そのせいか、あるいは、役職者の前で苦悶汁を垂らし続けたことが功を奏したのか、異動したその時は「原則全出社(テレワークは家庭事情等に付随する特例)」だった部署に「テレワーク」という労働の選択肢を生やさせることに成功したものの、制度が導入されて即新卒者*1の世話係ロールを振られたことで、日々無い服をかき集めて*2週五で出頭(出社)をしているからか、六月二週目後半にはもうギガを使い切り、人生で初めて0.5ギガに550円を支払った。

それが今さっき、切れた。6月に入って二度目の低速モード。ここからまた月が替わって通信料がリセットされるまでの間に、1回の出張と1回の遠出、そしておよそ14回の出勤がある。君たちはどう生きるか。

 

 

 

今のピクミンブルーム、推定植物*3がガチ植物被ってるのが面白過ぎて、私は今通信速度だけでなくピクミンブルーム本体にも課金している。

そんで鬼のように被りまくる

 

ネットの通信制限が掛かって、出頭(出勤)と釈放(退勤)の間にある通勤時間中にTwitterを観たりpixivを観たり電子書籍を読んだりピクミンブルームを起動したりできないので、満員電車に一緒に詰め込まれている人間が私の鼻先で、これ見よがしに高速通信を享受しているその画面を眺めるか、さもなくば、長らく捗っていなかった読書が捗っている。

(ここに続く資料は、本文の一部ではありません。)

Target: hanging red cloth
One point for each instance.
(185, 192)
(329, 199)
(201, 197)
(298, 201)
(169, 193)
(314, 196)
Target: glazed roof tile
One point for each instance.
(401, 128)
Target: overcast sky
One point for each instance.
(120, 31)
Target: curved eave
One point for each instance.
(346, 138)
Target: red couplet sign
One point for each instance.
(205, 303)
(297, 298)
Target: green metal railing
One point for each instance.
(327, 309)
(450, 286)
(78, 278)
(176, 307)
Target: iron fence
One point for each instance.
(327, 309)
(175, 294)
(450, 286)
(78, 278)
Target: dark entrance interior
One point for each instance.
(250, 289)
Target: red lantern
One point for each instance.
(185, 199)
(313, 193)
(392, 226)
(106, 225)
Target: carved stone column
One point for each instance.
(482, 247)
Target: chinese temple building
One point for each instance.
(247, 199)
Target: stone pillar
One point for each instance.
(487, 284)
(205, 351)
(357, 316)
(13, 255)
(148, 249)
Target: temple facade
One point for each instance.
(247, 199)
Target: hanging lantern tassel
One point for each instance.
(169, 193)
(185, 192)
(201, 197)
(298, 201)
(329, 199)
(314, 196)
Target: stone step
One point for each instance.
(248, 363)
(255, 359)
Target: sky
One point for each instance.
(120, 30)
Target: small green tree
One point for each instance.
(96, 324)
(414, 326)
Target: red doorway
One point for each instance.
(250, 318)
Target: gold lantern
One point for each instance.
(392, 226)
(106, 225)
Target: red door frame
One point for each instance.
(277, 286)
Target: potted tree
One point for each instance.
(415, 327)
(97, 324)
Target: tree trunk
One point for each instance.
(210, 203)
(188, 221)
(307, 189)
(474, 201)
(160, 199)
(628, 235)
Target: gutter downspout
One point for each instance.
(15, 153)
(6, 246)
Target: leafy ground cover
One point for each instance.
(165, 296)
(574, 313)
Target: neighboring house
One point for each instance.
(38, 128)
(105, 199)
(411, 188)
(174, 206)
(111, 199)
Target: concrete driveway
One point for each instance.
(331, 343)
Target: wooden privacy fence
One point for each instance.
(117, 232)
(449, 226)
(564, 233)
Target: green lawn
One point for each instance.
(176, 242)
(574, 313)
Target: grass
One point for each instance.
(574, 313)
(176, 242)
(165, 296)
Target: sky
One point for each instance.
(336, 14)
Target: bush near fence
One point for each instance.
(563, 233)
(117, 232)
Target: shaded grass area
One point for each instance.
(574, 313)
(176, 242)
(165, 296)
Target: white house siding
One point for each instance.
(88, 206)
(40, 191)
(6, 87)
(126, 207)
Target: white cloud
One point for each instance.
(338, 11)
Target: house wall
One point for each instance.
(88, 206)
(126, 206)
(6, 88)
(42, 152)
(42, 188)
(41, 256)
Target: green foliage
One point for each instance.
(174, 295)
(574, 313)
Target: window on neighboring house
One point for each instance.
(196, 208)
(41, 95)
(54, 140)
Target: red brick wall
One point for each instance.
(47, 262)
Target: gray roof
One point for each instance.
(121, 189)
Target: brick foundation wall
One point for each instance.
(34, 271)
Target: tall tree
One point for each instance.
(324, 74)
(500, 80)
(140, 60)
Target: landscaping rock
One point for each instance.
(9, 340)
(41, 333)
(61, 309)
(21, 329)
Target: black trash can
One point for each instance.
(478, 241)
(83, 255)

とはいえ社屋まで持ち歩く本というのは、何でもかんでも突っ込んでいる出勤バックの中で擦り切れボロボロになっていくものなので、お友達から借りていている大事な本は、全然読み進められていない。

 

以下読んだ本の話をします。

ストーリーの核心部には触れないよう主観的には配慮をしていますが、絶対にそういうの見たくない人は注意してください。

 

 

くろきすがや『感染領域』宝島社(2018)

 

ニュースで聞き覚えがある感じの単語が組み合わさってストーリーが展開されるので、読み進めるにあたって「ここ進研ゼミでやったところだ!」という類の快感がある。こういう小説書けたら凄い気持ちが良いだろうな枠。

 

そういう感じで、面白い話だったんですけど、なんか、主人公の男が、登場したキーマンの女とことごとく肉体関係を持つ。前触れのない肉体関係のシーンが多分二回~三回? それぐらい挟まるので、ベッドシーンの心構えなく急に交尾を開陳されたこちらとしては、結構驚く。一体どうして、このたった数行で番い始めるんですか? ここの数行の中になんかの媚薬とか仕込まれてました? たまげたなあ。

とはいえ物語の中盤になると、過去に研究で不祥事を起こして教授に睨まれており出世することはない 俺はこの分野に居る限りここで一生飼い殺しだ(みたいな趣旨のことを言っていた気がする)と自虐しているこの主人公が、どうやらブラックラグーンに出て来そうなビジュをしているというか、ベルモンド・バンデラスみたいなビジュをしていることが描写されるので、その辺りからは急な好感度上昇描写にもある程度「納得」が付いてくるんですけど、

このビジュについて言及されない冒頭時点では、主人公の描写が「大学で研究関連の不祥事を起こし、その時ケツを拭いてくれた指導教員に頭が上がらず、ねちねちハラスメントをされながら大学に居残っている生物系のポスドク推定三十代かもっと行くと不惑に差し掛かってる男性」という感じなので、そんな主人公が元カノの美しすぎる農林水産キャリア官僚(本文でこんな感じのことを言われている)と元鞘(物理)に収まっていたり、性能が灰原哀みたいなオカマさんを、劇場名探偵コナンのコナン君が劇場灰原さんに無理難題を言うようなことをやって好意を餌にこき使っていたり、キーマンになる院生(若い女性)となんか急にいい感じになったりするたび こちらとしてはちょっと納得がいかず首を傾げながら読んでいた。

 

とはいえ、俺また何かしちゃいましたか系自覚の薄いモテモテ愛され描写は変な味のスパイス程度に挟まって来るぐらいで本編はそれはそれとして進むので、感想に影響が出るほどではなかった。時事ネタを拾ってエンタメにするのが上手い。こういう小説書けたら凄い気持ちが良いだろうな(二度目)。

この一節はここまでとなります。